Le film est une adaptation libre du livre de Florence Aubenas paru en 2010 Le quai de Ouistreham.

Afin d’écrire un livre, l’écrivaine Marianne Winckler a décidé de s’immerger dans le monde du travail précaire « parce qu’[elle en avait] marre d’entendre parler de la crise, de la précarité de façon abstraite, parce qu’[elle voulait] voir en vrai le quotidien de ceux qu’on appelle les invisibles. »

Il n’y a effectivement rien d’« abstrait » dans la manière dont le film dépeint la réalité des « formations » de Pôle emploi, les conditions de travail dans les entreprises de nettoyage où les « agents d’entretien » sont soumises aux vexations des clients auxquels les entreprises et leurs chefs donnent toujours raison, même quand leur mauvaise foi est criante. Des femmes dont la journée commence tôt et finit tard, hachée au gré des heures de ménage obtenues ici ou là.

Marianne se fait embaucher pour nettoyer les ferries qui font la traversée entre Portsmouth et Ouistreham, le port de Caen. En une heure et demie, l’équipe doit nettoyer le ferry et toutes ses cabines à raison de quatre minutes par cabine. Et, dans un ferry, beaucoup sont malades et le nettoyage des toilettes est comme on peut l’imaginer... D’ailleurs, aucun des hommes de l’équipe ne les nettoie, c’est réservé aux femmes !

Une amitié se noue entre Marianne, Christelle et Marilou qui se croisent dans les formations de Pôle emploi avant de se retrouver à nettoyer les cabines des ferries. Une amitié très forte que met à l’épreuve le « mensonge » de Marianne qui n’a jamais dit qu’elle est en « immersion » : comme le remarque Emmanuel Carrère, « on prétend être qui on n’est pas et on peut arrêter quand on veut ». Si la toute jeune Marilou rêve de partir avec son amoureux – « Loin », dit-elle, sans trop y croire –, Christelle, elle, la trentaine, trois enfants, se sait là pour toujours. Un fossé qu’aucune immersion ne peut faire franchir.

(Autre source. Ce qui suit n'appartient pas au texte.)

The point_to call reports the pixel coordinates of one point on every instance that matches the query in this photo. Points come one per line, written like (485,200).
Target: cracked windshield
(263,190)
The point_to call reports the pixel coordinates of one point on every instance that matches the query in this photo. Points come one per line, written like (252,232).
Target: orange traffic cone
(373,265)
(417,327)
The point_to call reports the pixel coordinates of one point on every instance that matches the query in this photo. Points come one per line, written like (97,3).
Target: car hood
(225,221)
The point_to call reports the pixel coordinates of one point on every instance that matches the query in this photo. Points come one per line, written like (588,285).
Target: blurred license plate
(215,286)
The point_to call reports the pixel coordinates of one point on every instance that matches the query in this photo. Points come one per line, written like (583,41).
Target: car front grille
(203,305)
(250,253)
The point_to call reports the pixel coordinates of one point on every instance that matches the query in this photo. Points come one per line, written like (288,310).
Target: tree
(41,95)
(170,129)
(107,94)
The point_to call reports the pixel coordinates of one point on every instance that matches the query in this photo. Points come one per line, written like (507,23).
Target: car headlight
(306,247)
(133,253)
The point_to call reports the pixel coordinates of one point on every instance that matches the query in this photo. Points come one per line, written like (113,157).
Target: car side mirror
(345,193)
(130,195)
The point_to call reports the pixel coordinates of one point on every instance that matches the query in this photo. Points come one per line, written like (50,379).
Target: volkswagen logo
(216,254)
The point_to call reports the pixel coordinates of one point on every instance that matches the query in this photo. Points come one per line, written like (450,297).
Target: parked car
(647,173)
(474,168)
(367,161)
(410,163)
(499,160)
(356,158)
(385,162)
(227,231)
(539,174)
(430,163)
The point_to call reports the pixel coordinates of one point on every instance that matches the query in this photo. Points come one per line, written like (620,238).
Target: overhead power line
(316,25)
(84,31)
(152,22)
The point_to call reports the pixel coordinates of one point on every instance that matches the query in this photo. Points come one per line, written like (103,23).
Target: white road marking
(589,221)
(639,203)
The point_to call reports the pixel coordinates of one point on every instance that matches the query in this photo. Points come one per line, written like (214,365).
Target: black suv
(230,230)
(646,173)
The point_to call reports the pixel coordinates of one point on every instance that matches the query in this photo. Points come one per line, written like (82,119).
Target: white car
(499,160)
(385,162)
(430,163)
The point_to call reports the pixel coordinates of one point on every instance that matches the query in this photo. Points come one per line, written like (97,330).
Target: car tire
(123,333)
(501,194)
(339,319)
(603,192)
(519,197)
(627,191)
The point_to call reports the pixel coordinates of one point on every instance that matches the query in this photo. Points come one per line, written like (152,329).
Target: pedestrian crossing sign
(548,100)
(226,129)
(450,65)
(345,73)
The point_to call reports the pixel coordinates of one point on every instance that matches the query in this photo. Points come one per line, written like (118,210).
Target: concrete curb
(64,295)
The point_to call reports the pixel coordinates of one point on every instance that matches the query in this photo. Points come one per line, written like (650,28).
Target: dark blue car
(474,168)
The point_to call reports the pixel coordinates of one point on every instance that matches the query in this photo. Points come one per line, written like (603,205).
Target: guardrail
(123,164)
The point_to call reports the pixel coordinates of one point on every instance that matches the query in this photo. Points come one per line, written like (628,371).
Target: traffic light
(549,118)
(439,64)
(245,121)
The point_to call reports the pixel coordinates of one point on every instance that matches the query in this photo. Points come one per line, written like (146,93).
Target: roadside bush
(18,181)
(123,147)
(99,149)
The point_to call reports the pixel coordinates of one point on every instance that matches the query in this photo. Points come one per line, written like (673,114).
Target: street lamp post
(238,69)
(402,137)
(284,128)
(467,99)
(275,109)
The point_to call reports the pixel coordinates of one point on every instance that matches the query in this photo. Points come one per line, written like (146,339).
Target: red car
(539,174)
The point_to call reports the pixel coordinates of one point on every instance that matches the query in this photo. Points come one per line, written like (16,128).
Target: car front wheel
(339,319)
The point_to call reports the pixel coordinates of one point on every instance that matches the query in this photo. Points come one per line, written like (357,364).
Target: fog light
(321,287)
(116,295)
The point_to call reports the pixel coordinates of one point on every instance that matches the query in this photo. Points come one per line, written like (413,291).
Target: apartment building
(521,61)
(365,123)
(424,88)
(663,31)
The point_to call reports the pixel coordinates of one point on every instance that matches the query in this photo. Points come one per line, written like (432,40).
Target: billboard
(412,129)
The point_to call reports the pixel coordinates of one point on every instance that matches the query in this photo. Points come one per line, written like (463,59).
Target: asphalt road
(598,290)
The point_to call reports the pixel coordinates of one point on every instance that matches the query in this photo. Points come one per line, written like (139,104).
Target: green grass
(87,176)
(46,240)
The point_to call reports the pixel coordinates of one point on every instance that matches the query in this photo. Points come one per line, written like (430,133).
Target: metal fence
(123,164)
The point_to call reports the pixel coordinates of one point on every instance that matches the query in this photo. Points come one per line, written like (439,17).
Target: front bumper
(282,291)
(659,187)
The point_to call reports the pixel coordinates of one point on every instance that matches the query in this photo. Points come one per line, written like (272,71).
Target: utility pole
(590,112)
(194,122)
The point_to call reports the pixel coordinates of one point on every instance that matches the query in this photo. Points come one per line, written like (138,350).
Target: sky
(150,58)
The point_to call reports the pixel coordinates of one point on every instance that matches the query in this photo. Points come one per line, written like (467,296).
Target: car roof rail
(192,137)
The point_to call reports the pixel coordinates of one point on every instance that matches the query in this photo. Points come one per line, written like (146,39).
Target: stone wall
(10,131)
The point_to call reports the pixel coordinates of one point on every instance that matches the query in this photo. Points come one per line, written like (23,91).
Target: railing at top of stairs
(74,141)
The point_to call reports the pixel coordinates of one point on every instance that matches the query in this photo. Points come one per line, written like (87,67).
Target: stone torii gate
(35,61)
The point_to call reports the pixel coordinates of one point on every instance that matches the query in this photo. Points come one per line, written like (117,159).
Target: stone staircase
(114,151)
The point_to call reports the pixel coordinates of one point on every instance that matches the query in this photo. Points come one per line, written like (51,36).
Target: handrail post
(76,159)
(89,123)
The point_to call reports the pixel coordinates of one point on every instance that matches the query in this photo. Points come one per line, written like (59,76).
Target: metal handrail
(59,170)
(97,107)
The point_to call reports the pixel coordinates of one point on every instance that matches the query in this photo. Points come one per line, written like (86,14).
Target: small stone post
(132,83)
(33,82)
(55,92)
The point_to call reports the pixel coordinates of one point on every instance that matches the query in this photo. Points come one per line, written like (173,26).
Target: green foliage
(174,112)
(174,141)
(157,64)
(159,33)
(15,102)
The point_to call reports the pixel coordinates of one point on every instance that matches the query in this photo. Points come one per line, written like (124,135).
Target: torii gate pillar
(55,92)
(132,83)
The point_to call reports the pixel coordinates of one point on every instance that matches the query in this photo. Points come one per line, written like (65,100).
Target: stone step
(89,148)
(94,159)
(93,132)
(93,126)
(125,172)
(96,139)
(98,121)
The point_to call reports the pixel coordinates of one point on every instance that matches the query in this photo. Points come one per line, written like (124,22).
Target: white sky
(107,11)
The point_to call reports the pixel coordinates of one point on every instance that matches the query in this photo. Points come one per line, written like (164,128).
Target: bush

Le film n’est jamais misérabiliste. Les protagonistes rient, beaucoup, partagent leurs émotions, font la fête. Et, surtout, s’entraident – on prête une voiture inemployée à qui n’en a pas, on prend le temps de fêter le départ de celle qui a eu la chance de trouver un travail dans une chaîne de boulangerie...

En dehors de Juliette Binoche, la distribution ne comporte quasiment pas d’acteur ou d’actrice professionnelle. Toutes sont criantes de vérité et Hélène Lambert (Christelle) crève littéralement l’écran, volant la vedette à Juliette Binoche. Les protagonistes de Florence Aubenas lui avaient reproché de parler d’elles comme de « précaires », lui précisant qu’elles étaient des travailleuses. Hélène Lambert, invitée à la matinale de France Inter, défend un point de vue semblable, revendiquant d’être considérée comme travailleuse en refusant le qualificatif de « femme de ménage » : « Femme de ménage, c’est ce qu’on fait chez nous. [...] Agent d’entretien, c’est un travail. »

Dans la veine de ce que sait si bien faire Ken Loach, le film montre les conditions de travail et de vie des « invisibles » – ces « premières lignes » dont on a tant parlé lors du premier confinement et qui ont bien vite disparu des radars. Une situation qu’Hélène Lambert dénonce : « Il faut que les sociétés [de nettoyage] se disent qu’on n’est pas invisibles ; il faut savoir que nos petites mains nettoient et, si on n’était pas là, vos bureaux seraient sales. Donc pourquoi on ne pourrait pas travailler ensemble entre salariés et agents d’entretien ? »

Un film à voir et à faire voir – et un livre à lire ou relire : Le quai de Ouistreham, de Florence Aubenas, aux éditions de l’Olivier.